J'en viens à la question de M. Mariton sur les débats de politique monétaire. Je crois qu'il y a un écart négatif entre la force de notre communauté économique, au sens large, et le fait que les débats qui l'animent ne parviennent pas jusqu'au grand public, ne bénéficient pas assez aux décideurs publics comme privés et ne sont pas assez présents en Europe et sur la scène internationale, même si la recherche économique menée par la Banque de France est de mieux en mieux connue en Europe.
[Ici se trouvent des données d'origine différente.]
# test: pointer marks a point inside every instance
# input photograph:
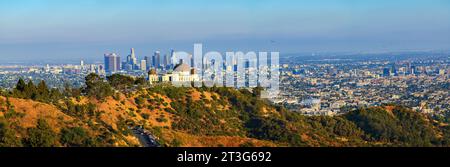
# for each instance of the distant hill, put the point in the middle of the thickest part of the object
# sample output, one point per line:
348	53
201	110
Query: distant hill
211	117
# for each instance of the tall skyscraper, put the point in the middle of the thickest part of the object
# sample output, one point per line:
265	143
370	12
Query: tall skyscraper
157	59
143	65
131	62
386	72
148	61
112	63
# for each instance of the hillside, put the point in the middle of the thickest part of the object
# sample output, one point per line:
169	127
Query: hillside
104	114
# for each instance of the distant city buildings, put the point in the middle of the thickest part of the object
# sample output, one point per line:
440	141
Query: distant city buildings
112	63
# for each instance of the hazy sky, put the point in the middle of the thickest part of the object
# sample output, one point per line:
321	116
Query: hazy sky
85	29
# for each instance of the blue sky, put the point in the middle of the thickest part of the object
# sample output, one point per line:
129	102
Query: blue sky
75	29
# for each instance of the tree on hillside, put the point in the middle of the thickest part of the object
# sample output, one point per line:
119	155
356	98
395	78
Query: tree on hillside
97	87
42	135
121	82
75	137
8	137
Il y a une expression que j'apprécie comme nombre d'entre vous, c'est celle de « pédagogie économique ». Il est important que la richesse des données et des analyses de la Banque de France, l'éclairage qu'elle apporte sur les débats en cours et les solutions soient beaucoup plus accessibles et à l'opinion publique et aux décideurs. De ce point de vue, nous avons une marge importante. Il faut sans doute accepter d'ouvrir un peu plus le débat et faire en sorte que les notes ne soient pas uniquement destinées au public scientifique.
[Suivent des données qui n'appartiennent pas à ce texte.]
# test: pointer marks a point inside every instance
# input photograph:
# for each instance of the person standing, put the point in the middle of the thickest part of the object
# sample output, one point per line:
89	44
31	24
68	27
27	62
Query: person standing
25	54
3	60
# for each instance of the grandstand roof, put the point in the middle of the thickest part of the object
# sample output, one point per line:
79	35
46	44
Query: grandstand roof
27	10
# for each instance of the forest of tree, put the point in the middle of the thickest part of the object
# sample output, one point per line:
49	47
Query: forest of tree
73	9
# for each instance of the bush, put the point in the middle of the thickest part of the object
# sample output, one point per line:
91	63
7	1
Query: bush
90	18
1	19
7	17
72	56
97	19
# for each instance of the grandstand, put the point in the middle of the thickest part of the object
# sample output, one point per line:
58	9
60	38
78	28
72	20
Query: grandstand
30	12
Je reconnais ne pas avoir de PhD en économie parmi mes diplômes d'origine mais je crois avoir une certaine compétence en ce domaine : j'ai enseigné cette discipline pendant dix ans, j'ai publié un ouvrage intitulé Dix-huit leçons sur la politique économique : à la recherche de la régulation qui s'est très correctement vendu. La question n'est pas celle du diplôme. Il faut sur l'économie pouvoir mêler pratique du terrain et éclairage théorique et à cet égard, je pense ne pas être trop mal équipé.

Je terminerai par la question de M. Giraud sur l'architecture institutionnelle. Je partage très largement les préoccupations qui sont les siennes. Je ne pense pas être trop mal équipé non plus pour les discussions dans le cercle européen. Je dispose en effet d'un atout historique : en décembre 1991, j'ai fait partie des négociateurs du traité de Maastricht aux côtés du ministre des finances de l'époque. Entendons-nous bien, je ne dis pas que ce texte est parfait : heureusement, certaines améliorations lui ont été apportées. C'est en tout cas une expérience que je compte allier à mes connaissances économiques.

Je vous rejoins, monsieur le député, quand vous dites qu'un renforcement institutionnel est nécessaire. Mario Draghi a eu l'occasion de le dire et même de l'écrire dans ce que l'on appelle le « rapport des cinq présidents » publié au printemps dernier. Je crois que nous pouvons faire certaines choses très vite sans modifier les traités. Je pense à l'existence d'un trésor européen et au renforcement de l'eurogroupe. À côté des difficiles discussions sur l'union budgétaire, qui doivent avancer, je crois à un projet que j'ai appelé l'union de financement et d'investissement, qui reposerait sur une mise en synergie du plan Juncker, de ce que la Commission européenne appelle, à mon sens de manière inadéquate, l'union des marchés de capitaux et l'union bancaire. Nous pouvons ensemble mieux mobiliser les financements privés au service des entreprises, de l'investissement et de l'innovation en Europe. C'est aussi un projet qui ne nécessite pas de modification de traités et qui peut renforcer la zone euro et la croissance.